Она не отстранилась, когда его пальцы, всё ещё дрожавшие от напряжения, скользнули по её щеке к подбородку, приподнимая его так, чтобы их взгляды встретились, — в её глазах, синих, с красными прожилками от бессонницы и выплаканных слёз, не было страха, только та особенная, ледяная пустота, которая была её защитой от мира, но в этой пустоте, как крошечные искры в потухающем костре, начинали мерцать что-то ещё — может быть, надежда, может быть, доверие, а может быть, просто усталое принятие того, что она больше не может быть одна, что даже если этот человек сломает её, хуже, чем было в клинике, уже не будет.
— Авария действительно была, — сказала она, и голос её, всё ещё хриплый, надтреснутый, звучал ровно, как у человека, который пересказывает чужую историю, потому что своя была украдена вместе с памятью. — Я не помню, что именно случилось, но врачи говорили о переломах. Не знаю, каких. Рука, кажется, и рёбра. И сотрясение. Они сказали, что это чудо, что я выжила. А потом — что я быстро иду на поправку. Слишком быстро. Они удивились, но списали на молодость.
Она помолчала, и её пальцы, лежавшие на его руке, чуть заметно дрогнули, когда она продолжила:
— Диагноз поставили странный. Диссоциативная фуга. Или как-то так. Потеря памяти после травмы. Они говорили, что это пройдёт. Что воспоминания вернутся. Но они не вернулись. И я... я чувствовала себя странно. Будто меня нет. Ты есть, ты дышишь, двигаешься, говоришь, но тебя нет. Как будто кто-то взял и стёр всё, что составляло твою личность, оставив только тело. Это страшно, Малкольм. Быть без памяти. Ты есть, и тебя нет одновременно. Ты смотришь в зеркало и не узнаёшь себя. Ты слышишь своё имя и не понимаешь, почему оно должно быть твоим.

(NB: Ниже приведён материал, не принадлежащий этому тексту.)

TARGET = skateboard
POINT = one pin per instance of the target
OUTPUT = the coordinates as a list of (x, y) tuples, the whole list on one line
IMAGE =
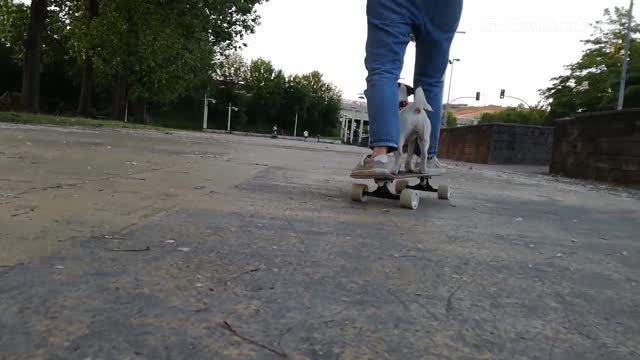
[(409, 195)]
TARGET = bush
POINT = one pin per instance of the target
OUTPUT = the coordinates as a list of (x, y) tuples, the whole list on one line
[(533, 116)]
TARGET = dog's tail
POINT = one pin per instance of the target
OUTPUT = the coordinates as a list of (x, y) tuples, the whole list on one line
[(420, 100)]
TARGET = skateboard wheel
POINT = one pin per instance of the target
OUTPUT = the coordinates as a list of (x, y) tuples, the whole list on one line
[(409, 199), (444, 192), (401, 185), (357, 192)]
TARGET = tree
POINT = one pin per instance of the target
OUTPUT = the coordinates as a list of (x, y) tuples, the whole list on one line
[(592, 83), (452, 120), (87, 16), (154, 50), (33, 56)]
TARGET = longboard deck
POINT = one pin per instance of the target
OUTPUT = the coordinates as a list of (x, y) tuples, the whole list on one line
[(402, 175)]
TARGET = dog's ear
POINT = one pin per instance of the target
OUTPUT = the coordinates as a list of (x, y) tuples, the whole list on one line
[(410, 90)]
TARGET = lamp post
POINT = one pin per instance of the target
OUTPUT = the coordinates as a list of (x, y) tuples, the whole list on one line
[(625, 60), (229, 118), (361, 97), (206, 111), (446, 114)]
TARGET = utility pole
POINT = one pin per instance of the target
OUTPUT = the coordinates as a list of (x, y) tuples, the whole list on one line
[(206, 112), (295, 126), (229, 118), (205, 117), (446, 114), (625, 60)]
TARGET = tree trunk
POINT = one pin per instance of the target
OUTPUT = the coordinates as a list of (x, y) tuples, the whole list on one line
[(33, 56), (86, 91), (141, 111), (119, 101)]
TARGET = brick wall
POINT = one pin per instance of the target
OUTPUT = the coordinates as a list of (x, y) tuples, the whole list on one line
[(497, 144), (599, 146)]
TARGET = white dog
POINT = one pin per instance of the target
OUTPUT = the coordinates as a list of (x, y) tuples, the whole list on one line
[(415, 127)]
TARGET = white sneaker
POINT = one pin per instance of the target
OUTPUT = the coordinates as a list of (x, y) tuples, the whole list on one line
[(369, 167), (434, 165)]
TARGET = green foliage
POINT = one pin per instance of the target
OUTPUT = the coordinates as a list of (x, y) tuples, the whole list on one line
[(592, 83), (27, 118), (452, 120), (266, 97), (533, 116), (14, 20), (169, 53)]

Ты пытаешься вспомнить, но в голове — пустота. Ни одного лица, ни одного события, ни одного чувства. Только эта ледяная, выжженная пустота, которая, кажется, будет длиться вечно.
Она замолчала и опустила глаза, глядя на свои руки, которые, наверное, рисовали когда-то картины, которые убирали в его пентхаусе, которые гладили по голове Лейлу, когда той было плохо, — и эти руки сейчас были чужими, незнакомыми, как будто принадлежали не ей, а той, другой Моране, которая исчезла, оставив только этот пустой, дрожащий сосуд.
Малкольм слушал, и каждое её слово врезалось в него, как нож, как осколок, как та самая правда, которую он знал, но которую ему никто не говорил вслух. Он знал, что телепортация опасна, что для падших она почти всегда заканчивается потерей памяти, что его собственная сила, которую он использовал тысячелетиями, редко проходила бесследно для тех, кто был рядом. Но слышать это от неё — от девушки, которую он нашёл в психушке, с браслетами на руках и пустыми глазами, — было невыносимо.
— Эдинбург, — сказал он, и его голос прозвучал глухо, с той особенной, хриплой вибрацией, которая появлялась, когда он говорил правду, которую не хотел говорить. — Авария произошла здесь. Ты из этого города. Ты училась здесь, работала здесь. Жила здесь. И когда всё случилось, ты была не одна. С тобой была Клэр. Вы ехали по трассе, а на вас напали. Ангелы. Они хотели убить её, потому что она — ангел смерти, а они решили, что она с нами заодно. И ты... ты спасла её.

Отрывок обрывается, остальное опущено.